Hannah Arendt
Em
1961, a filósofa alemã de origem judaica Hannah Arendt foi a Jerusalém
cobrir para a revista New Yorker o julgamento de Adolf Eichmann.
Eichmann havia sido capturado em Buenos Aires pelo serviço secreto.
Durante o nazismo, fora chefe da Seção de Assuntos Judaicos e
responsável pela organização do esquema de deportação para os campos de
extermínio.
A
reportagem saiu em duas edições e, posteriormente, virou o livro
“Eichmann em Jerusalém: um relato sobre a banalidade do mal”. Essa
expressão, que ela consagrou, estava na última linha do último capítulo
do livro. Arendt se assombrou com a mediocridade de Eichmann, um
burocrata que só se utilizava de clichês para falar, sem traços de
anti-semitismo, um funcionário ambicioso sem discernimento moral e
dotado de cega obediência aos superiores. Onde estava o monstro?
Publicado
seu relato, ela foi acusada de nazista, perdeu amigos, recebeu ameaças
de morte. Tocava no assunto delicado da cooperação de organizações
judaicas no transporte para os campos. E criticou duramente o
julgamento.
O
que ela conta sobre o sensacionalismo em torno da corte cabe no que se
viu aqui, transmitido ao vivo, durante o processo do mensalão.
Segundo
Arendt, o julgamento, que deveria ser grandioso, perdia dimensão com a
pequenez do réu e a atitude da promotora e com o clima de “acerto
contas”. Era algo que o estado israelense queria transformar em um
espetáculo inesquecível para as próximas gerações. Ela insiste na
teatralidade que colocava em xeque a noção de justiça do caso.
Para
Arendt, o julgamento “foi instaurado não para satisfazer as exigências
da justiça, mas para aplacar o desejo e talvez o direito de vingança das
vítimas”. Ela enxergava a o seguinte paralelo: “Um julgamento parece
uma peça de teatro porque ambos começam e terminam com o autor do ato,
não com a vítima”. Eichmann se transformou no símbolo do nazismo e
estava pagando por todos os crimes do regime -- e também pela
perseguição histórica aos judeus. Foi condenado e enforcado.
Arendt
denunciou a vontade insaciável do promotor Gideon Hausner de aparecer.
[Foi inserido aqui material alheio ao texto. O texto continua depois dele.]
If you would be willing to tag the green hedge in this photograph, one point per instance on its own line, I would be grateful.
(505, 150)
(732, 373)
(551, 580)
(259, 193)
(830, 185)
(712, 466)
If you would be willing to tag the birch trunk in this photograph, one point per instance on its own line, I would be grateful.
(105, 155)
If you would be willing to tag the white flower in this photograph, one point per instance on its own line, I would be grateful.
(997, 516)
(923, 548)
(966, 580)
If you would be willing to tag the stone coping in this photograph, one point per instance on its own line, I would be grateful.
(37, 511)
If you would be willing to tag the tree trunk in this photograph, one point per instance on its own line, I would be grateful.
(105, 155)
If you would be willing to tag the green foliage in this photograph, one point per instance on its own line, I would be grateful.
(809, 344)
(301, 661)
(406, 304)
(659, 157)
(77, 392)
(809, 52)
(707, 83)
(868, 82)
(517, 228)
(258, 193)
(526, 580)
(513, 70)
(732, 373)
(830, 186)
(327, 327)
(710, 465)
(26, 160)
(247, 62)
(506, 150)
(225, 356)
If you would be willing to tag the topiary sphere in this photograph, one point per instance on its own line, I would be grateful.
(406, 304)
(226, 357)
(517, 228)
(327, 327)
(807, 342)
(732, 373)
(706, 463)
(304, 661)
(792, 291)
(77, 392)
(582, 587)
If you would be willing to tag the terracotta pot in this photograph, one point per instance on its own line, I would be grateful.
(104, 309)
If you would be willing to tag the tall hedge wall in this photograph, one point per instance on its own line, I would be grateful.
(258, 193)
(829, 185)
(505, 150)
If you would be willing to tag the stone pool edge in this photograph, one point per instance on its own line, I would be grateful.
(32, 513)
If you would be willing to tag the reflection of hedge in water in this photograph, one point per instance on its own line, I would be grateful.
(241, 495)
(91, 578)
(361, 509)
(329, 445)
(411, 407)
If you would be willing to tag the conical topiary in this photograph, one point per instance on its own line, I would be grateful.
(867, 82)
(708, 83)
Estava na imprensa o tempo todo, lançava olhares para a plateia, gostava
e sabia se utilizar das câmeras (o julgamento foi televisionado; está
no YouTube). Hausner ganhou elogios públicos de John Kennedy por sua
atuação. Mais tarde, teve ele mesmo uma carreira política.
"A
Justiça não admite coisas desse tipo”, disse ela, referindo-se à
vaidade e ao exibicionismo.”Ela exige isolamento, admite mais a tristeza
do que a raiva, e pede a mais cautelosa abstinência diante de todos os
prazeres de estar sob a luz dos refletores." Luz sem a qual Joaquim
Barbosa, por exemplo, não sobrevive.
A história da filósofa em Jerusalém, aliás, está no bom filme "Hannah Arendt", lançado neste ano no Brasil. Existe em DVD.